Trial Proposed config delta Result
trial-0001 baseline TP4/DP1/EP-off, compile on 0.4700 req/s, feasible
trial-0002 TP4/DP2, EP-off probe-search failure
trial-0003 TP4/DP1/EP4, max-num-batched-tokens=4096 launch fail
trial-0004 VLLM_ENABLE_TORCH_COMPILE=0, max-num-batched-tokens=6144 infeasible
trial-0005 compile off, max-num-batched-tokens=4096 infeasible
trial-0006 compile off, max-num-seqs=32 infeasible
trial-0007 compile off, TP8/DP1/EP-off 1.3817 req/s, feasible
trial-0008 trial-0007 + max-num-seqs=32 1.5983 req/s, feasible
trial-0009 trial-0008 + max-num-batched-tokens=6144 1.8017 req/s, feasible
trial-0010 trial-0008 + max-num-batched-tokens=4096 1.8300 req/s, feasible
trial-0011 trial-0010 + max-num-seqs=16 1.8517 req/s, feasible, best
trial-0012 trial-0011 + max-num-batched-tokens=3072 infeasible

Key insights

  • Under the stricter 1s/2s TTFT SLO, the main win still came from topology first: TP4 -> TP8.
  • TP4/DP2 and EP4 remain negative evidence in this stack. The former failed in probe search; the latter failed at engine launch.
  • Runtime-only tuning inside the 4-GPU topology did not beat baseline at all.
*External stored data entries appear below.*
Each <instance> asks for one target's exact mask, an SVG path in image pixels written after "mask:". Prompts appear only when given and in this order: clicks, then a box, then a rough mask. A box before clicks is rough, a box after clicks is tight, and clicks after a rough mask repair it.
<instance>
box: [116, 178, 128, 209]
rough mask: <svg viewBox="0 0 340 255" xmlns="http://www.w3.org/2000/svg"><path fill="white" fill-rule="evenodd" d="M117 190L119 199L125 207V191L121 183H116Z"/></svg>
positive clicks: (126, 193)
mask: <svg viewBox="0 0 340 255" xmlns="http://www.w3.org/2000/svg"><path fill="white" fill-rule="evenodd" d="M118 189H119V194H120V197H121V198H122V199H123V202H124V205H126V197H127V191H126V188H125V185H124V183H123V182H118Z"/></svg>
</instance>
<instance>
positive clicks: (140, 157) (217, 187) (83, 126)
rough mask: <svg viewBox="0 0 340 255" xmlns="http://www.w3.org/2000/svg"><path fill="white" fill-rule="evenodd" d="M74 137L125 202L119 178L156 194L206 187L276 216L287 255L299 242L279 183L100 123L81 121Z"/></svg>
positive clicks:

The useful search space opened only after moving to TP8/DP1.
  • After the TP8 switch, the winning runtime shape became more conservative than the looser prefill studies: max-num-batched-tokens=4096 and max-num-seqs=16.
  • This run shows that even under a much tighter TTFT target, the TP8 shape still improves both raw throughput and per-GPU throughput materially over baseline.

Recommendation

For qwen235b thinking prefill-only on the 0~32k bucket under the 1s/2s stepped TTFT SLO, use:

  • tensor-parallel-size=8
  • data-parallel-size=1
  • enable-expert-parallel=false
  • max-num-batched-tokens=4096
  • max-num-seqs=16
  • VLLM_ENABLE_TORCH_COMPILE=0

Keep the rest of the run_qwen235b.sh baseline unchanged.